Performance Improvements

To locate a few more performance improvements we need to increase the size of our problem. Let’s start with 500 dimensions.

let mut x = vec![0.0;500];

$ cargo flamegraph

Elapsed: 25.68s

Which gives us the corresponding flamegraph.

We can see that we spend most of the time calculating the gradient (i.e. in forward_difference), and then by extension in function evaluations f.

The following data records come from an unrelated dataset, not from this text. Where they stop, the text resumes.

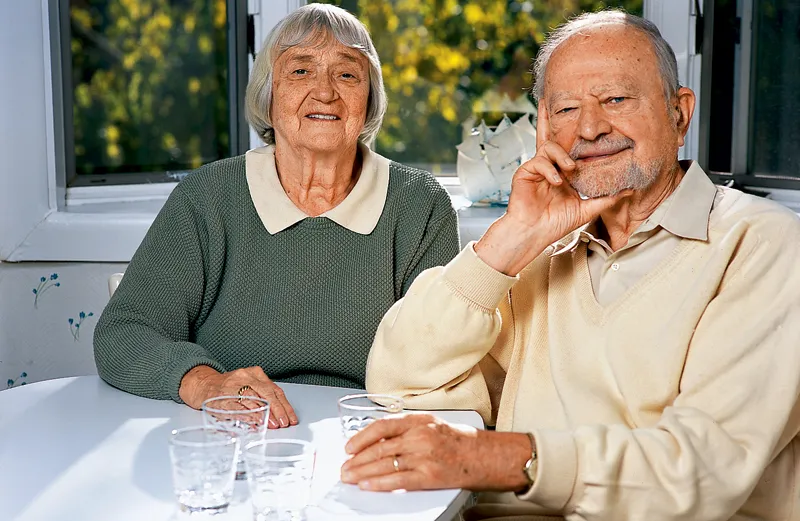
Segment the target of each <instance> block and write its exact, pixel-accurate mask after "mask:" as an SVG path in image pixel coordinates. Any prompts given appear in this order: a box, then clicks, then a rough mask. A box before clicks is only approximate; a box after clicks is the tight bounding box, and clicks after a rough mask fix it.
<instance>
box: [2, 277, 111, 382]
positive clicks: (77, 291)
mask: <svg viewBox="0 0 800 521" xmlns="http://www.w3.org/2000/svg"><path fill="white" fill-rule="evenodd" d="M124 269H125V264H99V263H43V262H25V263H0V391H1V390H3V389H7V388H9V387H15V386H18V385H23V384H25V383H33V382H38V381H41V380H47V379H50V378H59V377H63V376H76V375H85V374H96V373H97V370H96V369H95V365H94V355H93V352H92V334H93V332H94V326H95V324H96V323H97V318H98V317H99V316H100V312H101V311H102V310H103V307H104V306H105V305H106V303H107V302H108V284H107V280H108V276H109V275H111V274H112V273H115V272H118V271H124ZM42 279H44V281H42ZM34 290H37V291H36V293H34ZM81 314H83V315H81Z"/></svg>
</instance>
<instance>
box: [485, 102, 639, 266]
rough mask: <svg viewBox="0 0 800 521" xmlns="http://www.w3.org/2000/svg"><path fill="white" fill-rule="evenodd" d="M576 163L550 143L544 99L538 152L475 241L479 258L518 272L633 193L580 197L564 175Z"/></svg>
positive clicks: (562, 149) (541, 114) (537, 125)
mask: <svg viewBox="0 0 800 521" xmlns="http://www.w3.org/2000/svg"><path fill="white" fill-rule="evenodd" d="M575 167H576V165H575V161H573V160H572V158H571V157H570V156H569V154H568V153H567V152H566V151H565V150H564V149H563V148H562V147H561V146H560V145H559V144H558V143H556V142H555V141H550V121H549V119H548V116H547V109H546V108H545V105H544V103H539V115H538V120H537V126H536V156H535V157H534V158H533V159H530V160H529V161H526V162H525V163H524V164H522V166H520V167H519V168H518V169H517V171H516V173H514V179H513V180H512V181H511V195H510V197H509V201H508V209H507V210H506V213H505V215H503V217H501V218H500V219H498V220H497V221H495V222H494V223H493V224H492V226H491V227H489V229H488V230H487V232H486V233H485V234H484V235H483V237H481V239H480V241H478V243H477V244H476V245H475V252H476V253H477V254H478V256H479V257H481V259H483V261H484V262H486V264H488V265H489V266H491V267H492V268H494V269H496V270H497V271H500V272H502V273H505V274H506V275H510V276H515V275H516V274H517V273H519V272H520V271H521V270H522V269H523V268H524V267H525V266H527V265H528V264H529V263H530V262H531V261H532V260H533V259H535V258H536V257H537V256H538V255H539V254H541V253H542V252H543V251H544V250H545V248H547V246H549V245H550V244H552V243H554V242H556V241H557V240H559V239H561V238H562V237H564V236H565V235H567V234H568V233H570V232H572V231H573V230H576V229H577V228H579V227H581V226H583V225H584V224H586V223H588V222H590V221H592V220H593V219H595V218H596V217H597V216H599V215H600V213H601V212H603V211H605V210H607V209H608V208H611V207H612V206H614V205H615V204H617V202H619V201H620V200H621V199H623V198H625V197H627V196H629V195H631V194H632V193H633V192H632V190H624V191H622V192H620V193H618V194H614V195H610V196H606V197H597V198H593V199H581V197H580V196H579V195H578V193H577V192H576V191H575V189H573V188H572V186H570V184H569V183H568V182H567V181H566V179H564V176H563V173H564V172H572V171H573V170H575Z"/></svg>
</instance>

We can parallelise the calculation of each directional derivative using Rayon.

use rayon::prelude::*;

fn forward_difference(f: fn(&[f64]) -> f64, x: &[f64]) -> Vec<f64> {
    const H: f64 = 1e-8;
    let f_x = f(x);
    
    (0..x.len()).into_par_iter().map(|i| {
        let mut x_forward = x.to_vec();
        x_forward[i] += H;
        (f(&x_forward) - f_x) / H
    }).collect()
}

The main aspect here is using into_par_iter to turn the iterable 0..x.len() into a parrallelised version. Whilst we’re there we turned our h into a constant.

Largely, everything else is the same. I’ve also used slices instead of vectors to save a bit of memory/writing operations. Just these basic changes result in the following:

$ cargo flamegraph

Elapsed: 8.81s

A three time improvement on the non-parallelised version. The resulting flamegraph is as follows:

Rayon is clearly doing a lot of work here behind the scenes! In practice this work will result in longer solution times for smaller problems, so there are tradeoffs at play. I won’t demonstrate these trade offs explicitly in this post but I have chosen 500 dimensions for a reason.

Just for peace of mind (again) we’ll run the same problem in vanilla Python. For fairness I’ll parallelise the forward difference function because this isn’t too difficult to do.

And whilst it’s running, I’ll make some lunch.